La recogió una niña en las orillas normandas:
¿Qué es este elixir, pescador? ¡Es la Ciencia!
Los versos de Vigny, de tanto consuelo para los escritores, me vienen a
la memoria. Oh predicadores sin auditorio, prosistas (como Stendhal) sin
público, poetas (como Rimbaud) sin cenáculo, místicos sin eco como
Grignion de Montfort, decid que el tiempo, el azar, los destinos, es decir, la
paciencia de Dios, os sonríe y os espera.
Mas, ¿podemos definir lo que la Niña sacó del libro escrito por el
Profeta? Yo me inclinaría a creerlo.
En primer lugar, un cierto lirismo, que se volvió suyo por intuición
inconsciente. El lenguaje de Arminjon es el paroxismo.

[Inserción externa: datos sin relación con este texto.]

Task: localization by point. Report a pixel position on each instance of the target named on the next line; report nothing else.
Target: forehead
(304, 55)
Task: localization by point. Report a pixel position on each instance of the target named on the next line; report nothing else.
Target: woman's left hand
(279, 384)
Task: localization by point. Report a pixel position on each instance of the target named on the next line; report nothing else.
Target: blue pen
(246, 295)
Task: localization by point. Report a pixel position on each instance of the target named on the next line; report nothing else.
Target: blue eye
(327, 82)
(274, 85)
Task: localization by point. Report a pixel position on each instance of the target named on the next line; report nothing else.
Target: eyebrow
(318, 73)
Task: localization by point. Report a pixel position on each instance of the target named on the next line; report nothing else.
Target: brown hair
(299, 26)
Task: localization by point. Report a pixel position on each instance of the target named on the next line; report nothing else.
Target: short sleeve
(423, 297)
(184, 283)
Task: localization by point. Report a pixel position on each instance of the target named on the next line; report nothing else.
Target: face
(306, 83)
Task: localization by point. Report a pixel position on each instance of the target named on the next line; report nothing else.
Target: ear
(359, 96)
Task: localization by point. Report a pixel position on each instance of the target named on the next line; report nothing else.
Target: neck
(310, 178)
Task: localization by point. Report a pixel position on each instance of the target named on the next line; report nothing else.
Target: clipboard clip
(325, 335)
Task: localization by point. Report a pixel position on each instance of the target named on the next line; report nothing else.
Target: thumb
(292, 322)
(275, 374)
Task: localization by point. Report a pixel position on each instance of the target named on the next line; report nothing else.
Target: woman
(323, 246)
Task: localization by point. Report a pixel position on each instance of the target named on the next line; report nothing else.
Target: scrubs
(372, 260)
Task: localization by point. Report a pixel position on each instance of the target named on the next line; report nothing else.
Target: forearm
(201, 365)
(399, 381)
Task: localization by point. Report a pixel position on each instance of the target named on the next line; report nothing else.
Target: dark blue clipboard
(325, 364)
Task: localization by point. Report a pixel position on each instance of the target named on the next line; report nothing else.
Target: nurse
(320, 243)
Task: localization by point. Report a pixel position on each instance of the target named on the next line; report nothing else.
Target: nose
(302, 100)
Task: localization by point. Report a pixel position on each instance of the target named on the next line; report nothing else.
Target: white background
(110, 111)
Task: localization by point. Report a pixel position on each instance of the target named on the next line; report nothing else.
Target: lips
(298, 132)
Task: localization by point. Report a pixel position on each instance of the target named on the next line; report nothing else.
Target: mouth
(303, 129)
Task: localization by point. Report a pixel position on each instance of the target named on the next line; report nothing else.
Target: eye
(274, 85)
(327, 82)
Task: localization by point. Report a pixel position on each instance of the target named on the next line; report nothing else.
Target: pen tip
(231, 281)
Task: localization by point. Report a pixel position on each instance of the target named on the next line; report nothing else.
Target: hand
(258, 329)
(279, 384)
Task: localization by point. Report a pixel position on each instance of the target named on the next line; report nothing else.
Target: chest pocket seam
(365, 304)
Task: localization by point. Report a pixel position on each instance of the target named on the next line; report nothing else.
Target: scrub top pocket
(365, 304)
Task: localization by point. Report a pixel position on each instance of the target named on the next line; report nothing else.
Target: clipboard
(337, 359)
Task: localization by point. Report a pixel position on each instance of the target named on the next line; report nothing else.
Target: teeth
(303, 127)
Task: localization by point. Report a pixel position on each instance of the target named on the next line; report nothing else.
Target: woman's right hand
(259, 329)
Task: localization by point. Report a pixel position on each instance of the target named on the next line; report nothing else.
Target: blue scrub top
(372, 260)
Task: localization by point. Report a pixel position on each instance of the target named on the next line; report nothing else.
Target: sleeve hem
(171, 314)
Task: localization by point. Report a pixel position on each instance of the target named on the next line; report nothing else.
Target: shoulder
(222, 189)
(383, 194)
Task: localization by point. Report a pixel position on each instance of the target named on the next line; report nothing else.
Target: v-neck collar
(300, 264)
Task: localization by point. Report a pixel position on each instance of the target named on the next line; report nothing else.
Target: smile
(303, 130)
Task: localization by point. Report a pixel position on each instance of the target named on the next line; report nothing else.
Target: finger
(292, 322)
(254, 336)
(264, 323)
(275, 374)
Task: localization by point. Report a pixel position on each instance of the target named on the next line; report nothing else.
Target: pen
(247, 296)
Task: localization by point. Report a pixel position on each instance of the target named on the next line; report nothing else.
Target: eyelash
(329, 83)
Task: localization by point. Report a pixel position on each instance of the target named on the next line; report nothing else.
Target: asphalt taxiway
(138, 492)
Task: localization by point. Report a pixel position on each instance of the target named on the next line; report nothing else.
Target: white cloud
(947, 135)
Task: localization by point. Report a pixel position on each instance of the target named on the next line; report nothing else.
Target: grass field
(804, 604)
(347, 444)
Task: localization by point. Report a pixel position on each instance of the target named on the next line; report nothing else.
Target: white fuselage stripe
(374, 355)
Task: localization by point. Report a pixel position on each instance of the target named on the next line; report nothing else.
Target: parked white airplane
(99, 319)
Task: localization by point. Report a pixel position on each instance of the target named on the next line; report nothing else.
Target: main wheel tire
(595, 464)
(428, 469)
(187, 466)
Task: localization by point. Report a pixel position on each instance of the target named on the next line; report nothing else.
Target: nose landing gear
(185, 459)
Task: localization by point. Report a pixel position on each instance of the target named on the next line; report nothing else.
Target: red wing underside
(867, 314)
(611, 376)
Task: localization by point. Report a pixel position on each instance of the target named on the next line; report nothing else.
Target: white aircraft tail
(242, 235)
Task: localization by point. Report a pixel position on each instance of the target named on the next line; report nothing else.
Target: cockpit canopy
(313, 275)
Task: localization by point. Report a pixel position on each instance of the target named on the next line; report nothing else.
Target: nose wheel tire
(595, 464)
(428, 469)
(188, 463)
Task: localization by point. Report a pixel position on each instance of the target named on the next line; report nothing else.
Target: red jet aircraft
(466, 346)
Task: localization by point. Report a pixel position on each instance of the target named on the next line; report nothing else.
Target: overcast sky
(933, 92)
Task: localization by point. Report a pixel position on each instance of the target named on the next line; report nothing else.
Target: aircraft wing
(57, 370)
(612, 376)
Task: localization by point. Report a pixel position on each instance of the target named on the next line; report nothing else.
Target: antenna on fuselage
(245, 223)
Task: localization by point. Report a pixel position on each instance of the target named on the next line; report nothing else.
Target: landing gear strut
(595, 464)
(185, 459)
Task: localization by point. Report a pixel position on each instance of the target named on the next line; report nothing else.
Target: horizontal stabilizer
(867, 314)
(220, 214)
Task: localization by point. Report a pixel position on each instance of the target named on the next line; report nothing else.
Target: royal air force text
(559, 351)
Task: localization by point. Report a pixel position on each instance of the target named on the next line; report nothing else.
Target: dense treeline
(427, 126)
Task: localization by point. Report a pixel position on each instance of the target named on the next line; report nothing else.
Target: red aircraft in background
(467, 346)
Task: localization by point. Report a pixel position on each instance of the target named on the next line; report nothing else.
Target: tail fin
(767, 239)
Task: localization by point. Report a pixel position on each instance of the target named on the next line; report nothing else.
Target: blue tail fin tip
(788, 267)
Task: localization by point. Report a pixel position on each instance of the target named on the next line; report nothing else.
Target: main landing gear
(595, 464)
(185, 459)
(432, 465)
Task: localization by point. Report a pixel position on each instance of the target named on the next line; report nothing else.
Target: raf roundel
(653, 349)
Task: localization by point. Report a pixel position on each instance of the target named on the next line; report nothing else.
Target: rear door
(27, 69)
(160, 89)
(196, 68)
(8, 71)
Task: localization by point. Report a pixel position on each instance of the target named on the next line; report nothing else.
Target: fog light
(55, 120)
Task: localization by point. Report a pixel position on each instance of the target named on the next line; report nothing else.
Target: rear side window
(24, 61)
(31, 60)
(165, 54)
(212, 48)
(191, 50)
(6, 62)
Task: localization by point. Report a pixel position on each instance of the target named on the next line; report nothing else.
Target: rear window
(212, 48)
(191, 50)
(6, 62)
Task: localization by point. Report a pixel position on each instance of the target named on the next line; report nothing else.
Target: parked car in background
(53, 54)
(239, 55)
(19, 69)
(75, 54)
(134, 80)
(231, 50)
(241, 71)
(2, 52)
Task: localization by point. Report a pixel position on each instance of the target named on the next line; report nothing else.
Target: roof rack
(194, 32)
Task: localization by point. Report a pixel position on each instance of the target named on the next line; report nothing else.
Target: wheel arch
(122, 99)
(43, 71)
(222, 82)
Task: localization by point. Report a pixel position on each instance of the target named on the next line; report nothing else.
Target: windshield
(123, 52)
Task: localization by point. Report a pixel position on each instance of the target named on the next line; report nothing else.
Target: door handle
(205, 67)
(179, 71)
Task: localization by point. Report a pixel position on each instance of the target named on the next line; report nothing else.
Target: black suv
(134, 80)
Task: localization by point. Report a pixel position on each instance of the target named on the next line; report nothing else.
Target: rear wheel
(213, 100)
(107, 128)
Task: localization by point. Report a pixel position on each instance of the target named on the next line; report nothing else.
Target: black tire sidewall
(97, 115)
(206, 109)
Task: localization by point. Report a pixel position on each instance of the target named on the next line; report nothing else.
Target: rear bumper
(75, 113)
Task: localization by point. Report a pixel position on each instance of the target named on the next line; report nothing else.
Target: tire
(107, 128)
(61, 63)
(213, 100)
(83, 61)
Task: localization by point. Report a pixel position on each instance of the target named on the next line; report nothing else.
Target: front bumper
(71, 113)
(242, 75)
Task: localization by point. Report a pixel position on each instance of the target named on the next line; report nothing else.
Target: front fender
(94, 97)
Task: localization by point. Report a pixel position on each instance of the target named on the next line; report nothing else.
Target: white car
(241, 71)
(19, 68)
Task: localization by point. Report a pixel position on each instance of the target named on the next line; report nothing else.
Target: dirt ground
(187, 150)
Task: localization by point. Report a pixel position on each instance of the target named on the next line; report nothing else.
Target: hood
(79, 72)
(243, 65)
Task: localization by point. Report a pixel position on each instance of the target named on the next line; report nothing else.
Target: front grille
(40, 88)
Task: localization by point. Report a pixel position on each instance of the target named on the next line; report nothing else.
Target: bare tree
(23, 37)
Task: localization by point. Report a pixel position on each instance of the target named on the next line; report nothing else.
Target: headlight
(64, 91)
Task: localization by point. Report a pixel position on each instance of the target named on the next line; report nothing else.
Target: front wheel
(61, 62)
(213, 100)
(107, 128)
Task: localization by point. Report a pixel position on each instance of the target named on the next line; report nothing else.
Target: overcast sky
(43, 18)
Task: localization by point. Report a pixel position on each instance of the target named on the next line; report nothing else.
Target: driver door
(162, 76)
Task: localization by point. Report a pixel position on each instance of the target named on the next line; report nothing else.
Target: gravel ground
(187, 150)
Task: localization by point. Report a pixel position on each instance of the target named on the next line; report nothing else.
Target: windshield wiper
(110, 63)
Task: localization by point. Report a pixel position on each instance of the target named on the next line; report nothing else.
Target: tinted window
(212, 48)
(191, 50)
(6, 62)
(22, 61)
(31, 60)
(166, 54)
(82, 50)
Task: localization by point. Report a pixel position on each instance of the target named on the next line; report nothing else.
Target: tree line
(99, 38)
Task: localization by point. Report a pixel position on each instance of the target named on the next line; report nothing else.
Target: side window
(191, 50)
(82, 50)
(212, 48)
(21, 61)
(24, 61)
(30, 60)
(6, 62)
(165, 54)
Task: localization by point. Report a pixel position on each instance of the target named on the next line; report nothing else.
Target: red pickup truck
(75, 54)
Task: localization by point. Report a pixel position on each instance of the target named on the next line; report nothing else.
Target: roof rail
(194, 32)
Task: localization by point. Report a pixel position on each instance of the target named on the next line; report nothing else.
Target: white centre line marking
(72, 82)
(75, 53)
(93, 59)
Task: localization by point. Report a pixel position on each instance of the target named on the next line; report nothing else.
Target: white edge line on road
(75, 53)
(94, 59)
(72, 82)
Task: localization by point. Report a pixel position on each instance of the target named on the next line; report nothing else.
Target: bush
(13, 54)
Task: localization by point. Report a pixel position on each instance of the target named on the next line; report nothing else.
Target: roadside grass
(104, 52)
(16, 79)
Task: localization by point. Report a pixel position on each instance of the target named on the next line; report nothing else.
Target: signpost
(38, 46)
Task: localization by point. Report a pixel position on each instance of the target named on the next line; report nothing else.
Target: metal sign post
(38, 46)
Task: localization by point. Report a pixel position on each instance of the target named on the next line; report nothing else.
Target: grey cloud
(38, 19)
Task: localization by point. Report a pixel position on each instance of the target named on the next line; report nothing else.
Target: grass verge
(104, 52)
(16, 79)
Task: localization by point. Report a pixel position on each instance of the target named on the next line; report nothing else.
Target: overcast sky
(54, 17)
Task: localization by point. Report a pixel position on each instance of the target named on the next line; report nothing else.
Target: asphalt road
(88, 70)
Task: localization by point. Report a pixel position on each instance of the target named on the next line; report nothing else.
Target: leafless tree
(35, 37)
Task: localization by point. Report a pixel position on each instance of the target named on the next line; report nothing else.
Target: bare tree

Tensa su arco hasta
gastar la cuerda. Un poco como su contemporáneo Nietzsche, o como Léon
Bloy. Y, a pesar de su falta de talento, escribió con fuego.
Eso responde en él a una voluntad muy consciente y que se expresa
desde el porche de su obra: dice que, para sacudir la indiferencia y el
letargo de los hombres de ese tiempo, que ya no piensan más que en la
tierra, curando los contrarios con los contrarios, va a hacer brillar las
verdades esenciales. «Nunca es mejor comprendido Jesucristo que cuando
se manifiesta con profusión, en la integridad de su doctrina, y los
supereminentes esplendores de su divina personalidad». ¡Con toda su
fuerza! Tal es su divisa. Como Claudel, podría repetir la frase del himno
eucarístico:
Ahora bien, ¿quién negará que ese encanto tan viril de Teresa se debe a
que, con un lenguaje de niño, va, como la flecha, derecha hacia adelante,
hasta el final, con una nitidez ardiente, un poco como santa Catalina de
Génova? Estoy seguro de que eso figuraba entre sus dones; pero estoy casi
seguro de que la lectura de Arminjon le dio confianza. Debió creer que
Arminjon era un gran escritor: y eso le permitió correr por sus vías, ser
ella misma.
He aquí, para que sirva de ejemplo, el pasaje que Teresa había copiado
el 30 de mayo de 1887, y que guardaba en su Manual:
«El hombre abrasado por la llama del divino amor se muestra tan
indiferente a la gloria y a la ignominia como si estuviera solo y sin testigos
sobre la tierra. Desprecia todas las tentaciones. Tampoco se preocupa por
los sufrimientos más que si hacen presa en una carne distinta a la suya. Lo
que está lleno de suavidad para el mundo, no tiene para él ningún
atractivo. No es más susceptible de quedarse prendado de la criatura, que
el oro refinado siete veces de oxidarse. Tales son, incluso en esta tierra, los
efectos del amor divino cuando se apodera vivamente de un alma»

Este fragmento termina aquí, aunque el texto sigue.